The logical conclusion, following Stefano Okaka’s introduction as a 57th-minute sub and Troy Deeney’s 80th-minute winner against Everton, is that Watford should start the next home game against West Bromwich Albion with two centre forwards. After all, it stands to reason that having two men up front increases the chances of scoring and that at home, when the onus is on the Hornets to attack, it is essential to have a second striker on the pitch from the start in order to get on top and stay on top. Doesn’t it?
Not necessarily, and the evidence so far suggests that Javi Gracia will stick with his methods despite West Brom’s terrible form.
Since taking over as Watford’s head coach, Javi Gracia has started every game with one centre forward. At Southampton in the FA Cup that man was Andre Gray and ever since it’s been Deeney.
However, in all but the Chelsea match, which ended in a resounding 4-1 win, Gracia has added a second striker in the second half, keeping the original front man on the pitch each time. Okaka came on for Etienne Capoue at half-time at St Mary’s, Gray replaced Richarlison at Stoke and West Ham and Okaka replaced Roberto Pereyra against Everton. Only against Chelsea did he leave the formation broadly untouched when he replaced Deeney with Gray in injury time.
Okaka’s impact against Everton was undeniable. The Everton defenders, who had kept Richarlison and Pereyra so quiet suddenly had to cope with a different type of threat. After almost an hour playing one way, suddenly they had to think and act completely differently, and that change of gear, and Okaka’s awkward, unconventional style, caused them problems.
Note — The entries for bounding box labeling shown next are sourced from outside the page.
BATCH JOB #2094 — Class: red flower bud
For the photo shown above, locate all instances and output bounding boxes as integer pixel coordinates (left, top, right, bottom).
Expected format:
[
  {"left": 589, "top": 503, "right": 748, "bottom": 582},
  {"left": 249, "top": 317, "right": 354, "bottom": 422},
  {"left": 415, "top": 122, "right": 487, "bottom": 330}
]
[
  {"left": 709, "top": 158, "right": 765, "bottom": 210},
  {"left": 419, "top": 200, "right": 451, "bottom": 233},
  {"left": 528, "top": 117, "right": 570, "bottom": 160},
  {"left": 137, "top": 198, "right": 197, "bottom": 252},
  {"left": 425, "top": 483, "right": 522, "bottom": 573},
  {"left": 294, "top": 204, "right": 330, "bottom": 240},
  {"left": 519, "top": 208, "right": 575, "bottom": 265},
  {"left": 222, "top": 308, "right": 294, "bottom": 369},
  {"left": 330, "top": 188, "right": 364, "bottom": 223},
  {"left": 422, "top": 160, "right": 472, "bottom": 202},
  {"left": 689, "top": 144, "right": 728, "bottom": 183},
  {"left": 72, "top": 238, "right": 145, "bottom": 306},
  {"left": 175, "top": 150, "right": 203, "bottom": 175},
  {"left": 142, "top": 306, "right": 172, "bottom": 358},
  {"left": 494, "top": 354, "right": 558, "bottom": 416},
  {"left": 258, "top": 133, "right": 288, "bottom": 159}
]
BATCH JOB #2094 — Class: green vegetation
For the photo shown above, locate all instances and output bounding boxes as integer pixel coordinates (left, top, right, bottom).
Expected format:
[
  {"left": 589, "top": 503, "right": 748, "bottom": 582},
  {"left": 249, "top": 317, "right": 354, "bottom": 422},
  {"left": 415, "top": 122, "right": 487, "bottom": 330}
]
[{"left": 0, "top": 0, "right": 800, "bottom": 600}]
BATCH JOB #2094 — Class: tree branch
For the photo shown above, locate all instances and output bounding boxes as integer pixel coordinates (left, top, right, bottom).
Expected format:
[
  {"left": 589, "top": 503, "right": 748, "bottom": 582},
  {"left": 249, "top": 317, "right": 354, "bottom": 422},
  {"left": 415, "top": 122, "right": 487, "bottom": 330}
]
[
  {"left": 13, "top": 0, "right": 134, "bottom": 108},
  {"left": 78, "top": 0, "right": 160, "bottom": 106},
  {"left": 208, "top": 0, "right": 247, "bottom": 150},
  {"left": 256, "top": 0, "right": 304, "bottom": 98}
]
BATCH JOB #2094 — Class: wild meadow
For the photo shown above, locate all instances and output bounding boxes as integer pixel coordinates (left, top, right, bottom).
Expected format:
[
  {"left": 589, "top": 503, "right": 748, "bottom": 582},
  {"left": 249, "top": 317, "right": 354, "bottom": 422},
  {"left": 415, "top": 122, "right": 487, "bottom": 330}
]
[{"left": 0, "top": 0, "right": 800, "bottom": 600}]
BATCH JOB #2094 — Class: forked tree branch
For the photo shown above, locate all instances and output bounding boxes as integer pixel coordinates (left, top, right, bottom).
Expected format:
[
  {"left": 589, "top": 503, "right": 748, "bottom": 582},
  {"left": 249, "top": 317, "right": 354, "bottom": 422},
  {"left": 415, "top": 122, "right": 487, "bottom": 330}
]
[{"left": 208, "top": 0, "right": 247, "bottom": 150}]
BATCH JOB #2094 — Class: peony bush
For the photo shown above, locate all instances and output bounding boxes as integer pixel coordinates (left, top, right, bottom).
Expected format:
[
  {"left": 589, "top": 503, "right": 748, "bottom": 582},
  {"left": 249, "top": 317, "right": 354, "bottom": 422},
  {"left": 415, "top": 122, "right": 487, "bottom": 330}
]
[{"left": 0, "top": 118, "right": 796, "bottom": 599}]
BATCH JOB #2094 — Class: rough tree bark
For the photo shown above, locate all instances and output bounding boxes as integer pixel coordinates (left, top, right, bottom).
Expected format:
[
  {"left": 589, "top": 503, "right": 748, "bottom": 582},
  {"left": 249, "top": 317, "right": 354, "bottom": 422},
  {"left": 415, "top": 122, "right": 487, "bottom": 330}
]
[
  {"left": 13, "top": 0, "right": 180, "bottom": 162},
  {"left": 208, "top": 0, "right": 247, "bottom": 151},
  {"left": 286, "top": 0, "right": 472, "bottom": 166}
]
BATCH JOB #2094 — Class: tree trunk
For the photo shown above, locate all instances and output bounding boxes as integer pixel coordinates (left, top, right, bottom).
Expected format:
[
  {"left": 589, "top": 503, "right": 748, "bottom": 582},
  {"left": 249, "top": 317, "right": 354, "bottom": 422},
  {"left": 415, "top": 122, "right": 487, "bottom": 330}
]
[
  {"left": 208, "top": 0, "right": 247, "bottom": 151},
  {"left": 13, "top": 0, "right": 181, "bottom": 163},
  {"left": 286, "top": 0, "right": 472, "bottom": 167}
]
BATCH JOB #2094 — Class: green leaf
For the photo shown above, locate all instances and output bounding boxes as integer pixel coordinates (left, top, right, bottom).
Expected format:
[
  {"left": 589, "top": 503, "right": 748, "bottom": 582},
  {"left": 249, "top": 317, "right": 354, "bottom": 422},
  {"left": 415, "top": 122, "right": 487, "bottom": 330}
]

But just because both Richarlison and Pereyra did not enjoy much success last Saturday does not mean their contribution can be overlooked. They still needed to be dealt with – Everton frequently doubled up on Richarlison and they forced Pereyra deeper and deeper, from where he played the pass of the match after picking up the ball in his own half and landing it at Gerard Deulofeu’s feet on the right flank. Even when it looks like they are coping comfortably with the task, all that marking and monitoring work costs defenders physical and mental energy and softened them up for Okaka’s introduction. The adjustment required by the defenders is not to be underestimated, which is what made Okaka's introduction as a substitute so effective.
Supporters would no doubt love to see Watford come roaring out of the blocks and put the match to bed in the first half but even against wretched, downtrodden opposition that is not easy. Think of the way Swansea City played at Vicarage Road at the end of December. They were broken, demoralised and seemingly all set for a return to the Championship but they refused to lie down and turned the tables on Watford in the final minutes. West Brom are in even worse shape and in a sense have nothing to lose. So Watford’s first job is to ensure they stay in the match, assert themselves on West Brom and discourage them from any notion that this will be the match to kick-start some sort of revival.
Like the old comedy double-acts such as Morecambe and Wise, football history is brightened by the legendary strike partnerships. Watford have had several down the years – Cliff Holton and Dennis Uphill shared an incredible 84 league and cup goals in the 1959-60 season; Luther Blissett and Ross Jenkins scored 65 between them in 1978-79; and for a while Troy Deeney and Odion Ighalo bucked the Premier League trend of playing with a lone striker, a false nine, or a decoy ten, or two supporting wide players, to great effect.
Of course, having written all this, Gracia will now buck his early trend, pick both Deeney and Okaka and attempt to bludgeon West Brom into submission in the first half-hour of Saturday’s game. I’d love to be proved wrong but I can’t see it happening because the cautious, cagey nature of so much Premier League football, particularly that played by teams outside the top six, means that the pragmatic way to win a game is to ensure it’s not lost first.
And the thing about football is that not only do none of us know what will work best but neither does Gracia – not for certain, anyway.